Researchers in Australia have unveiled a working prototype of a “proton battery” that they say could eventually overtake lithium-ion as a more powerful and sustainable alternative.
The Melbourne RMIT University team said potential applications for the proton battery include home energy storage devices charged from solar panels and electric vehicle charging.
The researchers, whose studies have been part funded by the Australian Defence Science and Technology Group and the US Office of Naval Research Global, said the prototype uses a carbon electrode as a hydrogen store, coupled with a reversible fuel cell to produce electricity.
According to the team, during charging, the carbon in the electrode bonds with protons generated by splitting water with the help of electrons from the power supply. The protons are released again and pass back through the reversible fuel cell to form water with oxygen from air to generate power.
“Unlike fossil fuels, the carbon does not burn or cause emissions in the process,” the team said.

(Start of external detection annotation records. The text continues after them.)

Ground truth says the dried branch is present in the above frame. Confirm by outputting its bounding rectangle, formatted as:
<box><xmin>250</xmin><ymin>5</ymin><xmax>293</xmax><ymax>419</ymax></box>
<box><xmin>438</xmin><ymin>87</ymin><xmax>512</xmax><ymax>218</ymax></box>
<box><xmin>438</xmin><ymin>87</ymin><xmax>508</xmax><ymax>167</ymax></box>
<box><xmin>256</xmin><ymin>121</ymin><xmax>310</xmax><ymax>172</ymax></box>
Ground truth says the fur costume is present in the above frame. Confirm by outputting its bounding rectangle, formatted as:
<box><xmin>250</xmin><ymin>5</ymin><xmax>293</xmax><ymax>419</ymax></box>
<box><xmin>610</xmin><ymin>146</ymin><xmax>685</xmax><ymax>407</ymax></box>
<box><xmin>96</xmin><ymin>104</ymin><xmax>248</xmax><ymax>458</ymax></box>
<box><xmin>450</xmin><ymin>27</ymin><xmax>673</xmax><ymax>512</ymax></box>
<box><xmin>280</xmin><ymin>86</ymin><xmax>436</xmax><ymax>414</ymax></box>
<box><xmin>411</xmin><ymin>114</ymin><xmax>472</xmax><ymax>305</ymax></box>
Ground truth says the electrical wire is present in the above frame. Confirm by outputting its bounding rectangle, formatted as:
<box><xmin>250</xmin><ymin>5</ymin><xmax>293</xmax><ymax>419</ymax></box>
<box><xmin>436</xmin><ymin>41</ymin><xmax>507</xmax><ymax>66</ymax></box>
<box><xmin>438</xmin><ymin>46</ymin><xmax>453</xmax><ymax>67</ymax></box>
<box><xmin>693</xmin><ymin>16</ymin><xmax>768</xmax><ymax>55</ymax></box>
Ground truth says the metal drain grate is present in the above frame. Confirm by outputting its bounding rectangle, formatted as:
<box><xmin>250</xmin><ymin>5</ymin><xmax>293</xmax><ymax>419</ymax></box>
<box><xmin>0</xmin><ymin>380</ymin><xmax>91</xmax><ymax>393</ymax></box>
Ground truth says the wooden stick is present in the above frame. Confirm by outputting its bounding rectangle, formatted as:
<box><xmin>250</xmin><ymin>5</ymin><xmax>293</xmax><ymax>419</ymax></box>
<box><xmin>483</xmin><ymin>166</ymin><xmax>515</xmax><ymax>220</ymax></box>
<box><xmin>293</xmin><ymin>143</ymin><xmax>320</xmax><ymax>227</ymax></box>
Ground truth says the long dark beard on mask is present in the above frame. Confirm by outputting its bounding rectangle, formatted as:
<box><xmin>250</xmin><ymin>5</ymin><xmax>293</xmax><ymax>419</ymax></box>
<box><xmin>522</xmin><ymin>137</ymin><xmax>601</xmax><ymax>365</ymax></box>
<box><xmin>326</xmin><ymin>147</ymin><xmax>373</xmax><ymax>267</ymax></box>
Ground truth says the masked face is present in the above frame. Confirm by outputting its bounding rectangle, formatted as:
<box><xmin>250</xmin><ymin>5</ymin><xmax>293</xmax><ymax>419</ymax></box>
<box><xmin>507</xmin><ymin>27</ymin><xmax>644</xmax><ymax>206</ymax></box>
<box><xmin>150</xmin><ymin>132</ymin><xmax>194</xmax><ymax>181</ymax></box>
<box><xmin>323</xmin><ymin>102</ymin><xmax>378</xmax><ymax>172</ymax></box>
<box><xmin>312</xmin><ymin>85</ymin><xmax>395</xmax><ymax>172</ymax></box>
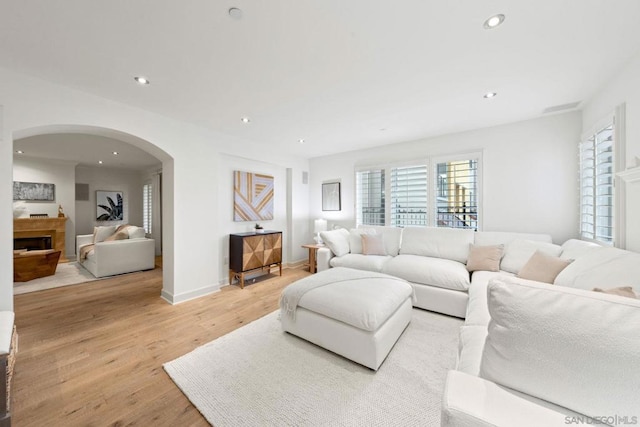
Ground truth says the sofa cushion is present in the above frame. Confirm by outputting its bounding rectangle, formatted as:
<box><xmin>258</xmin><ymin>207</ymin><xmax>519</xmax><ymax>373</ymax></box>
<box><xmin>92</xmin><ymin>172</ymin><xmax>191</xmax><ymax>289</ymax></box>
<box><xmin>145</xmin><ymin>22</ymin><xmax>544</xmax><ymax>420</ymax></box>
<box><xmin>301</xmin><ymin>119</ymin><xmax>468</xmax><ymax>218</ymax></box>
<box><xmin>362</xmin><ymin>234</ymin><xmax>387</xmax><ymax>255</ymax></box>
<box><xmin>93</xmin><ymin>225</ymin><xmax>117</xmax><ymax>243</ymax></box>
<box><xmin>554</xmin><ymin>247</ymin><xmax>640</xmax><ymax>293</ymax></box>
<box><xmin>382</xmin><ymin>255</ymin><xmax>470</xmax><ymax>291</ymax></box>
<box><xmin>593</xmin><ymin>286</ymin><xmax>638</xmax><ymax>298</ymax></box>
<box><xmin>464</xmin><ymin>271</ymin><xmax>513</xmax><ymax>328</ymax></box>
<box><xmin>473</xmin><ymin>231</ymin><xmax>552</xmax><ymax>246</ymax></box>
<box><xmin>349</xmin><ymin>228</ymin><xmax>377</xmax><ymax>254</ymax></box>
<box><xmin>366</xmin><ymin>225</ymin><xmax>403</xmax><ymax>256</ymax></box>
<box><xmin>518</xmin><ymin>250</ymin><xmax>573</xmax><ymax>284</ymax></box>
<box><xmin>320</xmin><ymin>228</ymin><xmax>349</xmax><ymax>256</ymax></box>
<box><xmin>329</xmin><ymin>254</ymin><xmax>391</xmax><ymax>273</ymax></box>
<box><xmin>400</xmin><ymin>227</ymin><xmax>474</xmax><ymax>263</ymax></box>
<box><xmin>480</xmin><ymin>279</ymin><xmax>640</xmax><ymax>417</ymax></box>
<box><xmin>467</xmin><ymin>244</ymin><xmax>504</xmax><ymax>271</ymax></box>
<box><xmin>456</xmin><ymin>323</ymin><xmax>487</xmax><ymax>375</ymax></box>
<box><xmin>500</xmin><ymin>239</ymin><xmax>562</xmax><ymax>274</ymax></box>
<box><xmin>560</xmin><ymin>239</ymin><xmax>603</xmax><ymax>259</ymax></box>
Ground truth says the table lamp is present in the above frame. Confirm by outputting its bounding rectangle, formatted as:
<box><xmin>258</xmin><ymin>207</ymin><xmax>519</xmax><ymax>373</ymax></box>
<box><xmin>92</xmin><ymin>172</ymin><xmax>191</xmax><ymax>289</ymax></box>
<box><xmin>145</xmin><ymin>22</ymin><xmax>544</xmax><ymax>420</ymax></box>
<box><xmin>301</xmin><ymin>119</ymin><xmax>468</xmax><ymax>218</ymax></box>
<box><xmin>313</xmin><ymin>219</ymin><xmax>327</xmax><ymax>245</ymax></box>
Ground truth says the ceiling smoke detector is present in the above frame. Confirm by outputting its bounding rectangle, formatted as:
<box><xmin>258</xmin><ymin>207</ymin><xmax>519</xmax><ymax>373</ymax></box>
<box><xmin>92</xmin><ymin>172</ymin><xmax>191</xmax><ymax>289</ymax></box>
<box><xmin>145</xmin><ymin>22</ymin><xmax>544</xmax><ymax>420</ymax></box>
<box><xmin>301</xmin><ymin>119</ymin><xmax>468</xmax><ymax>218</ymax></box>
<box><xmin>483</xmin><ymin>14</ymin><xmax>504</xmax><ymax>30</ymax></box>
<box><xmin>229</xmin><ymin>7</ymin><xmax>242</xmax><ymax>21</ymax></box>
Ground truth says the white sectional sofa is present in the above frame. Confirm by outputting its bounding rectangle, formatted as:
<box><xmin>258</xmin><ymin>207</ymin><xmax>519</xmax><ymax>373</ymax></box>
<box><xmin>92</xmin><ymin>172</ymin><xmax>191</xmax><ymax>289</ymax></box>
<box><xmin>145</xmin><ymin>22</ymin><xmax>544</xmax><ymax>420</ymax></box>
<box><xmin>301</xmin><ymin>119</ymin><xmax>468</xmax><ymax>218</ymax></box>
<box><xmin>318</xmin><ymin>227</ymin><xmax>640</xmax><ymax>426</ymax></box>
<box><xmin>317</xmin><ymin>227</ymin><xmax>559</xmax><ymax>318</ymax></box>
<box><xmin>76</xmin><ymin>226</ymin><xmax>155</xmax><ymax>277</ymax></box>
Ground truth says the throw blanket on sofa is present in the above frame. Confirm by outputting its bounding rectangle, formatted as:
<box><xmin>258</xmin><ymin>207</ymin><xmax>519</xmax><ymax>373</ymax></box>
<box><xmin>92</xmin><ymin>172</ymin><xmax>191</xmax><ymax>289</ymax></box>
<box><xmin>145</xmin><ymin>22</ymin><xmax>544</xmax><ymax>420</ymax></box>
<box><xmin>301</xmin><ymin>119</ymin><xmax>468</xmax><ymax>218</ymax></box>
<box><xmin>80</xmin><ymin>243</ymin><xmax>95</xmax><ymax>261</ymax></box>
<box><xmin>280</xmin><ymin>267</ymin><xmax>415</xmax><ymax>320</ymax></box>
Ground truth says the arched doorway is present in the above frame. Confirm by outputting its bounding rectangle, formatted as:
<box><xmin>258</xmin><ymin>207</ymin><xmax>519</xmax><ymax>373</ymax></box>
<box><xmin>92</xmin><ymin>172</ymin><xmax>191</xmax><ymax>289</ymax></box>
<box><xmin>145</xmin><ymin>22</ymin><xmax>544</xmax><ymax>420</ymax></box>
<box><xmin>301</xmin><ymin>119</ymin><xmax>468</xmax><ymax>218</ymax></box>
<box><xmin>12</xmin><ymin>125</ymin><xmax>173</xmax><ymax>302</ymax></box>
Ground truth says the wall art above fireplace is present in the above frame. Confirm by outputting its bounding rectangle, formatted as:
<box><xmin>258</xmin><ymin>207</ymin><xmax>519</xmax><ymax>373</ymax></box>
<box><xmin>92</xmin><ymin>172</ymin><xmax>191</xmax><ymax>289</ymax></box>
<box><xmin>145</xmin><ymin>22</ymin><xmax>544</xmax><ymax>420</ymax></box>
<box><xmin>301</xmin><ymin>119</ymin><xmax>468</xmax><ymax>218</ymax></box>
<box><xmin>13</xmin><ymin>181</ymin><xmax>56</xmax><ymax>202</ymax></box>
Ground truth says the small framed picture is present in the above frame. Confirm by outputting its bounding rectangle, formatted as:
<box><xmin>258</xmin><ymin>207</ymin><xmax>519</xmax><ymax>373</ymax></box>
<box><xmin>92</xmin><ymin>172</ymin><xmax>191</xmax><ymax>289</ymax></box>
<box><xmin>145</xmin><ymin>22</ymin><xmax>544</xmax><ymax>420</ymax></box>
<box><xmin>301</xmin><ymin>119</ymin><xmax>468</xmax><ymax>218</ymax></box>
<box><xmin>322</xmin><ymin>182</ymin><xmax>342</xmax><ymax>211</ymax></box>
<box><xmin>96</xmin><ymin>190</ymin><xmax>124</xmax><ymax>221</ymax></box>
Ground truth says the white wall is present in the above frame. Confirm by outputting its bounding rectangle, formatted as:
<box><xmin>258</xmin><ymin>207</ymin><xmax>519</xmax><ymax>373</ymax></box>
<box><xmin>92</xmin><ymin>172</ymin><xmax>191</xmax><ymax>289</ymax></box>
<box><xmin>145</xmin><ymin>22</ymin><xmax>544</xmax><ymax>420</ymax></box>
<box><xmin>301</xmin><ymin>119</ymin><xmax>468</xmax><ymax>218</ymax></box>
<box><xmin>75</xmin><ymin>166</ymin><xmax>144</xmax><ymax>234</ymax></box>
<box><xmin>582</xmin><ymin>53</ymin><xmax>640</xmax><ymax>168</ymax></box>
<box><xmin>0</xmin><ymin>68</ymin><xmax>308</xmax><ymax>309</ymax></box>
<box><xmin>310</xmin><ymin>112</ymin><xmax>581</xmax><ymax>243</ymax></box>
<box><xmin>11</xmin><ymin>155</ymin><xmax>76</xmax><ymax>258</ymax></box>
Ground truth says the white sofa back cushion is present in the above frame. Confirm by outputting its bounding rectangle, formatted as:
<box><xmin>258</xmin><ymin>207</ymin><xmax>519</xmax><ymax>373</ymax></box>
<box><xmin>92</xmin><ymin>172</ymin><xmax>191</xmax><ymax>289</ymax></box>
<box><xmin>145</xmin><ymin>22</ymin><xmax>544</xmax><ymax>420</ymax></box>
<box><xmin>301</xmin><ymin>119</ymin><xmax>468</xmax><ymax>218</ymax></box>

Experiments showed that the small proton battery, with an active inside surface area of only 5.5 square centimetres (smaller than an Australian 20 cent coin), “was already able to store as much energy per unit mass as commercially-available lithium ion batteries”. This was before the battery had been optimised, the team said.
Results showed that a porous activated-carbon electrode made from phenolic resin was able to store around 1 wt% hydrogen in the electrode, the team said. “This is an energy per unit mass already comparable with commercially-available lithium-ion batteries, even though the proton battery is far from being optimised. The maximum cell voltage was 1.2 volt.”

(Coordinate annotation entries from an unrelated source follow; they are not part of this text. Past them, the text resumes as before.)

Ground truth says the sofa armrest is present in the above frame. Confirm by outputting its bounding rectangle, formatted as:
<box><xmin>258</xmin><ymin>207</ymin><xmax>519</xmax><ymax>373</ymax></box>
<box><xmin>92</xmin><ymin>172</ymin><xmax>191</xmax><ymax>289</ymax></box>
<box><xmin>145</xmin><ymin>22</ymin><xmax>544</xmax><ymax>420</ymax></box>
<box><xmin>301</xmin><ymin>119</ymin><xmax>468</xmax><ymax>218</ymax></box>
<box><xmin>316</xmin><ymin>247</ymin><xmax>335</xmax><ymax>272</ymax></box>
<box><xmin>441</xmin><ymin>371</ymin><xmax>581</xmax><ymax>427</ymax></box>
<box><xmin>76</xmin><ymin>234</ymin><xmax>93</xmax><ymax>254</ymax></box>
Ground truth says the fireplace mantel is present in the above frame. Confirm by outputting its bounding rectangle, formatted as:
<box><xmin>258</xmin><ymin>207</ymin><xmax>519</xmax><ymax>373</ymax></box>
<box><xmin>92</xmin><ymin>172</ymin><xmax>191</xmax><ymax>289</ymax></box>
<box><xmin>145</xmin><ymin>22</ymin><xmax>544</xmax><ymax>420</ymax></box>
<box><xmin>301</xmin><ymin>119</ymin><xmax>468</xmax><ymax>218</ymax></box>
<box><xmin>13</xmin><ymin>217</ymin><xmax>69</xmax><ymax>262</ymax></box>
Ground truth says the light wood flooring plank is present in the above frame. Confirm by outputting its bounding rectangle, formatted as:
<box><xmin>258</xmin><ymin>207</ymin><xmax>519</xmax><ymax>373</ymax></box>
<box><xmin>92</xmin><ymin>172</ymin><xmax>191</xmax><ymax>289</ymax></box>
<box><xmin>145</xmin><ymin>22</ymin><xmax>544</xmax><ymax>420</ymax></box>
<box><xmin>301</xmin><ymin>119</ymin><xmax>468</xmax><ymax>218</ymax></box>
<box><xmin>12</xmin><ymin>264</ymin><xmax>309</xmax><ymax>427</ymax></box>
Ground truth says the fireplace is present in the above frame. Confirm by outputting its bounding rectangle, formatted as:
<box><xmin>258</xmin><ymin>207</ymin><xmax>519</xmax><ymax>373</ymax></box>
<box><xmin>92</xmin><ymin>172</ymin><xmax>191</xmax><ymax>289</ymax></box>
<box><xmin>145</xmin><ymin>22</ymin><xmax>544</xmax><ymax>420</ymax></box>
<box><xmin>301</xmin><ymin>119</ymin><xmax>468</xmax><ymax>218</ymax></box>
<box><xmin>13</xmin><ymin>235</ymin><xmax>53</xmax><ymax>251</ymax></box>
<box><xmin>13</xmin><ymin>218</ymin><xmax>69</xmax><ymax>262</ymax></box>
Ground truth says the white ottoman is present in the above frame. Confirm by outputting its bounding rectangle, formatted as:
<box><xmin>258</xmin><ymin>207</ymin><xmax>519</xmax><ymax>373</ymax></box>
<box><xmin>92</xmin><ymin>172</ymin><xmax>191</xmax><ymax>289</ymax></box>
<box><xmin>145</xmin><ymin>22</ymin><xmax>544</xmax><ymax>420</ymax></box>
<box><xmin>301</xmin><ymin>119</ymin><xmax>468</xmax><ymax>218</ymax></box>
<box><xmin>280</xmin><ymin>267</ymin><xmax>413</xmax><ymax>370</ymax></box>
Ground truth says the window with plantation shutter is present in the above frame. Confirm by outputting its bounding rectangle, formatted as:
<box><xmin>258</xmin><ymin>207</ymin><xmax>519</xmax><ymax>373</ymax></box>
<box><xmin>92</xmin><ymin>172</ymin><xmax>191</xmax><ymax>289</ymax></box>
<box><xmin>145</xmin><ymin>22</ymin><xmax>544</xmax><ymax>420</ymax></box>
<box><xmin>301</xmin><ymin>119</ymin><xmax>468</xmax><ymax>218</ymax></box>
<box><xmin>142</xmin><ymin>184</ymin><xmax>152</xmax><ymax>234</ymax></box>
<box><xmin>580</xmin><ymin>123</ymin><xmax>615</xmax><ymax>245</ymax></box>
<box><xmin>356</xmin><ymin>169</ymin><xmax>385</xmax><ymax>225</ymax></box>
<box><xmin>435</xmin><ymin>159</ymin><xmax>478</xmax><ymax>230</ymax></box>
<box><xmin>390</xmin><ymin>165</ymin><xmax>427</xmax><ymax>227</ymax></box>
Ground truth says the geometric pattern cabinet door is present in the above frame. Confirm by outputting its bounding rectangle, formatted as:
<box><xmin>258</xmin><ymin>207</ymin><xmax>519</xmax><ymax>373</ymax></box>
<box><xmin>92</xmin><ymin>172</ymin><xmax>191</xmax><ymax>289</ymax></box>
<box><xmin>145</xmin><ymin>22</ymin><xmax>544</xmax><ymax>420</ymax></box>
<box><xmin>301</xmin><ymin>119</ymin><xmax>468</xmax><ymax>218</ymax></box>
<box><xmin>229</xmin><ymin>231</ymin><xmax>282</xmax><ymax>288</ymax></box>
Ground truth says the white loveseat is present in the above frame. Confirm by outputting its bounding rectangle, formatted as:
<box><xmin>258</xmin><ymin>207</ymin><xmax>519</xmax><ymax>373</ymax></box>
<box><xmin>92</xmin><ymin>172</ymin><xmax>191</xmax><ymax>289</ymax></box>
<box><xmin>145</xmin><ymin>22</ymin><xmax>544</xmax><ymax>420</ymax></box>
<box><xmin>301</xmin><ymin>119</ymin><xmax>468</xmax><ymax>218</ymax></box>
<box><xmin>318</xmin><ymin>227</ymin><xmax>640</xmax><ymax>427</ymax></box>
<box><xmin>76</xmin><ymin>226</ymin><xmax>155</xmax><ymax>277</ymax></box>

Lead researcher Professor John Andrews said: “It’s the carbon electrode plus protons from water that give the proton battery it’s environmental, energy and potential economic edge.”
“Our latest advance is a crucial step towards cheap, sustainable proton batteries that can help meet our future energy needs without further damaging our already fragile environment,” Andrews said.
“Future work will now focus on further improving performance and energy density through use of atomically-thin layered carbon-based materials such as graphene, with the target of a proton battery that is truly competitive with lithium ion batteries firmly in sight,” Andrews said.
“Powering batteries with protons has the potential to be more economical than using lithium ions, which are made from scare resources,” Andrews said. “Carbon, which is the primary resource used in our proton battery, is abundant and cheap compared to both metal hydrogen-storage alloys, and the lithium needed for rechargeable lithium ion batteries.”
Details of the RMIT research have been reported in the International Journal of Hydrogen Energy.